Searches for the 41-year-old Jamie Taggart, who hails from Cove Village in Argyll and Bute, Scotland, have been undertaken, BBC News reported Tuesday (December 10).
Jamie arrived at a guesthouse in Lao Cai Province's resort town of Sa Pa on October 30 and took a xe om (motorbike taxi) to explore the hills.
The Herald Scotland reported that the experienced chronicler of worldwide flora was planning to document plant life at high altitudes.
The region he searched for the plants has a rugged terrain with dense rainforest and deep gullies. It is also inhabited by some of the world's most exotic species including orchids, magnolias and rhododendrons, the paper said.
His father, Jim Taggart, 82, told BBC Jamie had left his rucksack and passport in the guesthouse he was staying at. The guesthouse called police when he did not come back on November 2.
Jim said given that one needs identity documents when traveling in Vietnam, his son may have "deliberately left" his passport behind in case he lost it in the mountains.

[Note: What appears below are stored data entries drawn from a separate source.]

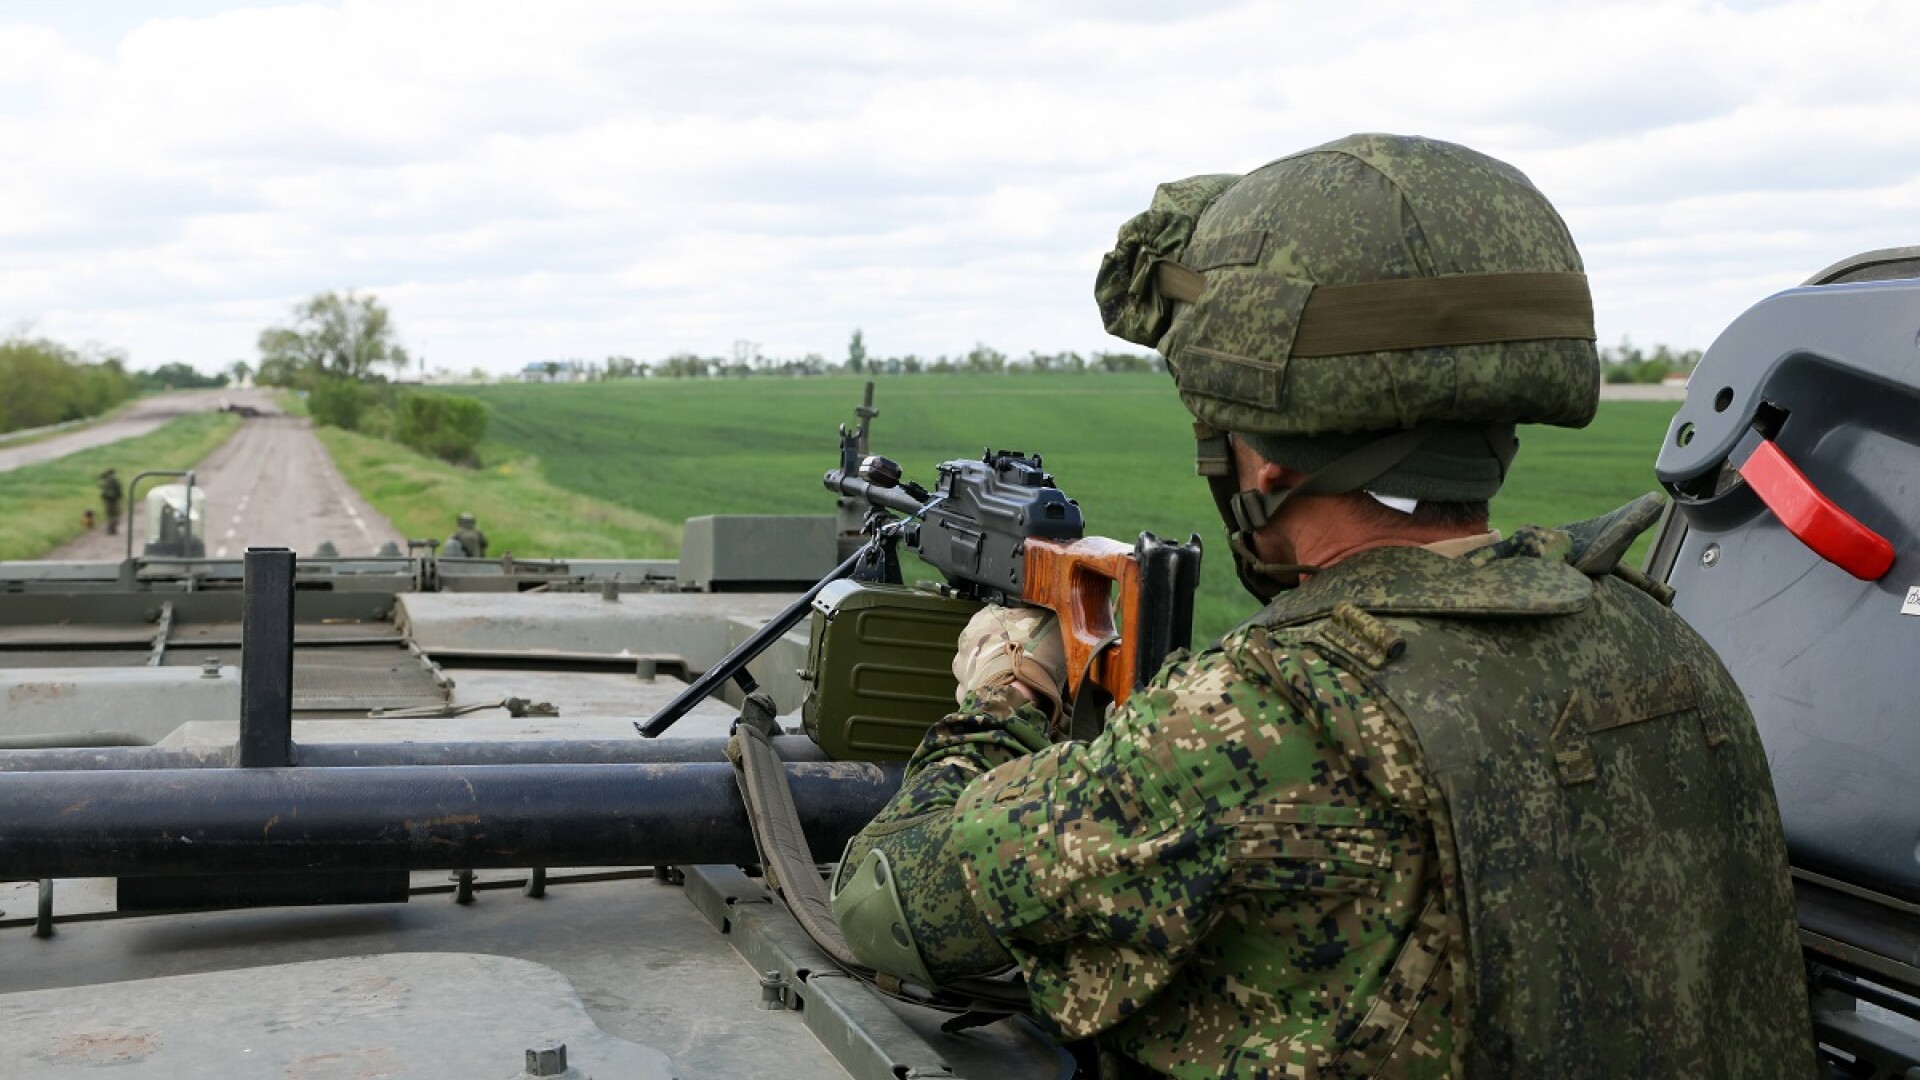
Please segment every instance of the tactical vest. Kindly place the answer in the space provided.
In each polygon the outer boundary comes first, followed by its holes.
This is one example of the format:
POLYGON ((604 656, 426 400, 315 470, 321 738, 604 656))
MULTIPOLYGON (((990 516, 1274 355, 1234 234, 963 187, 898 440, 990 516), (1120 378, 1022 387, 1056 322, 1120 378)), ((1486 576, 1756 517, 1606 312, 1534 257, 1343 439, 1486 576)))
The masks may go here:
POLYGON ((1368 552, 1253 620, 1370 683, 1419 749, 1467 1077, 1813 1075, 1752 716, 1671 593, 1616 566, 1648 509, 1469 559, 1368 552))

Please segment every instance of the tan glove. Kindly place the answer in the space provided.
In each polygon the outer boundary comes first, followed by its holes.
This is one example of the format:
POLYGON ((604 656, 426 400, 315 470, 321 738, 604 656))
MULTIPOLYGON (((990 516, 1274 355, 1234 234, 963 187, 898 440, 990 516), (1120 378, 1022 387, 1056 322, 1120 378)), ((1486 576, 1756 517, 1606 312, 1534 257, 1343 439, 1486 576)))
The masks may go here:
POLYGON ((1053 612, 1045 608, 988 604, 960 631, 953 656, 954 698, 976 690, 1019 683, 1040 699, 1050 720, 1060 717, 1067 681, 1067 651, 1053 612))

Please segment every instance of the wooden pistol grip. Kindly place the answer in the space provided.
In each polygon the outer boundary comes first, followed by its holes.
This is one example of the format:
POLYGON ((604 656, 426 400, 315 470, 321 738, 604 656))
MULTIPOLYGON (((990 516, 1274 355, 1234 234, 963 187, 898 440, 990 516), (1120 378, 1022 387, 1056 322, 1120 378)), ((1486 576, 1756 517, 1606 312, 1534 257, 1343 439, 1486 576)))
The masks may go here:
POLYGON ((1129 632, 1140 625, 1140 563, 1131 545, 1104 536, 1066 544, 1028 540, 1021 599, 1051 608, 1059 618, 1068 700, 1088 678, 1112 695, 1115 704, 1127 700, 1133 693, 1133 650, 1113 639, 1116 612, 1120 626, 1129 632))

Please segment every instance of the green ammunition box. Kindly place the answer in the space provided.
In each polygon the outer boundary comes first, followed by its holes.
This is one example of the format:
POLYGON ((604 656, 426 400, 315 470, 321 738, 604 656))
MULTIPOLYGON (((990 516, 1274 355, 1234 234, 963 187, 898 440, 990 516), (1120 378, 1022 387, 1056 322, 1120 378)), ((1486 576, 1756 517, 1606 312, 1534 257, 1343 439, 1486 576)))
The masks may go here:
POLYGON ((953 711, 953 652, 980 609, 931 589, 836 581, 813 601, 800 718, 842 761, 898 761, 953 711))

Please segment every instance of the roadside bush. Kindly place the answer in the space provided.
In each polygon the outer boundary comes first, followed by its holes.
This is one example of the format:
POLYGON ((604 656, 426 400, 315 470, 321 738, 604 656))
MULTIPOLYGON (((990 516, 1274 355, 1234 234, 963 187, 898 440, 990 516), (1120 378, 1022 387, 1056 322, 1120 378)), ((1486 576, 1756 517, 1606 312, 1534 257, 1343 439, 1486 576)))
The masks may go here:
POLYGON ((51 341, 0 340, 0 431, 80 420, 133 396, 115 357, 89 360, 51 341))
POLYGON ((394 418, 395 442, 455 465, 480 463, 480 440, 486 433, 487 407, 452 394, 407 394, 394 418))
POLYGON ((307 395, 307 411, 316 424, 358 431, 367 397, 366 388, 352 379, 320 379, 307 395))
POLYGON ((395 431, 399 421, 394 414, 394 396, 392 394, 369 395, 372 401, 366 402, 360 410, 360 434, 371 435, 376 439, 397 442, 395 431))

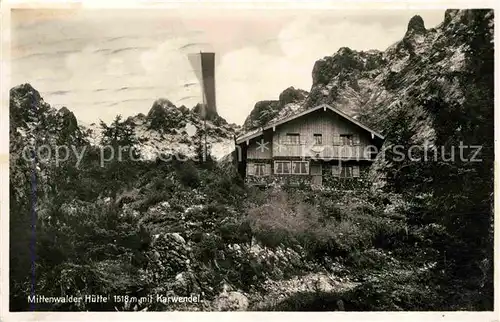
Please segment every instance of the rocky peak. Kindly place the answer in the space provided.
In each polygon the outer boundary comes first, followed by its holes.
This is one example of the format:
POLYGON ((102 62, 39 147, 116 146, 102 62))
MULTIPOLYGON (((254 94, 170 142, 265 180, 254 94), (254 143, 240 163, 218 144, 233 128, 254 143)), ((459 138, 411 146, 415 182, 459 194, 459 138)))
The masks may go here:
POLYGON ((250 115, 243 123, 243 129, 249 131, 269 123, 276 117, 283 117, 297 112, 298 109, 304 107, 308 95, 307 91, 291 86, 281 92, 278 100, 265 100, 255 103, 250 115))
POLYGON ((84 142, 73 112, 67 107, 59 110, 51 107, 30 84, 18 85, 10 90, 10 129, 11 139, 14 140, 29 135, 33 142, 39 144, 84 142))
POLYGON ((71 112, 66 106, 63 106, 59 109, 59 111, 57 111, 57 114, 59 114, 61 116, 65 116, 65 115, 73 114, 73 112, 71 112))
MULTIPOLYGON (((191 112, 198 115, 199 117, 202 117, 202 111, 203 111, 202 108, 203 108, 203 104, 198 103, 192 108, 191 112)), ((207 111, 207 112, 208 112, 208 114, 206 115, 207 120, 211 120, 214 122, 219 122, 219 121, 221 121, 221 119, 224 120, 223 118, 221 118, 219 116, 217 111, 207 111)), ((224 120, 224 122, 225 122, 225 120, 224 120)))
MULTIPOLYGON (((492 10, 447 10, 444 23, 429 30, 416 15, 403 39, 385 51, 342 47, 316 61, 311 90, 296 111, 326 103, 382 130, 388 106, 392 109, 396 100, 423 97, 430 84, 440 84, 444 92, 452 93, 447 99, 460 100, 463 89, 453 78, 464 68, 474 39, 471 35, 478 35, 477 39, 493 37, 492 10)), ((279 119, 286 110, 282 102, 288 103, 282 97, 280 101, 258 102, 245 121, 245 129, 279 119)))
POLYGON ((313 84, 326 85, 336 75, 342 74, 346 76, 358 73, 366 68, 373 69, 373 58, 376 56, 380 56, 377 51, 358 52, 342 47, 334 55, 316 61, 313 67, 313 84), (367 61, 370 61, 370 63, 367 64, 367 61))
POLYGON ((447 26, 459 11, 459 9, 446 9, 444 12, 444 25, 447 26))
POLYGON ((170 131, 178 127, 182 120, 182 112, 168 99, 159 98, 154 101, 146 120, 150 129, 170 131))
POLYGON ((78 128, 78 121, 75 114, 71 112, 66 106, 63 106, 57 111, 57 115, 61 118, 64 126, 76 130, 78 128))
POLYGON ((175 108, 176 106, 166 98, 159 98, 154 101, 153 106, 149 110, 148 118, 154 118, 157 116, 164 116, 167 110, 175 108))
POLYGON ((293 86, 288 87, 279 96, 281 106, 304 100, 309 93, 303 89, 296 89, 293 86))
POLYGON ((42 99, 40 93, 28 83, 11 88, 10 97, 30 98, 33 102, 39 102, 42 99))
POLYGON ((424 19, 421 16, 413 16, 408 22, 408 29, 406 30, 405 37, 414 34, 425 34, 427 29, 425 29, 424 19))
POLYGON ((40 93, 30 84, 21 84, 10 90, 10 125, 11 128, 25 126, 28 122, 38 122, 49 112, 40 93))
POLYGON ((20 113, 24 116, 36 114, 43 107, 40 93, 30 84, 22 84, 10 90, 10 112, 20 113))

He said he had received four text messages from Jamie before his cell phone went dead, and that his son's last message "said exactly where he was going."
"He was on his own but had been in that part of Vietnam [Sa Pa] two years previously and knew his way around," Jim said. "I don't think he got lost."
"Something has happened to him, but not necessarily an accident on a hill," he was quoted by the Daily Mail as saying.
The father said he found Jamie missing as his son did not come home on November 29 on a flight he had been scheduled to arrive on, adding that he had very little idea about the situation.
According to BBC, local police and the British embassy in Hanoi had been informed of the situation.
A Foreign and Commonwealth Office spokesman told BBC the office was aware that a British man had been reportedly missing in Sa Pa, adding that it is "in close contact" with local authorities and is providing his family consular assistance.
Nguyen Thi Mai Dung, deputy director of the Lao Cai Department of External Relations, told news website Dan Tri that her office Wednesday received a diplomatic note from the British embassy requesting that authorities continue their search for Jamie.
Major General Hoang Ngoc Thanh, director of the Lao Cai police, said Thursday that at the beginning of November his office was informed about a foreign tourist who had stayed in a guesthouse in Sa Pa, headed for the adjacent province of Lai Chau, which is separated by the Hoang Lien Son range, and did not return.
After being informed, Thanh said, the provincial police and Sa Pa District authorities have been searching for him but in vain.
The Sa Pa District authorities have informed their counterparts in the adjacent districts of Tam Duong and Than Uyen in Lai Chau about Jamie's missing case for assistance in the search.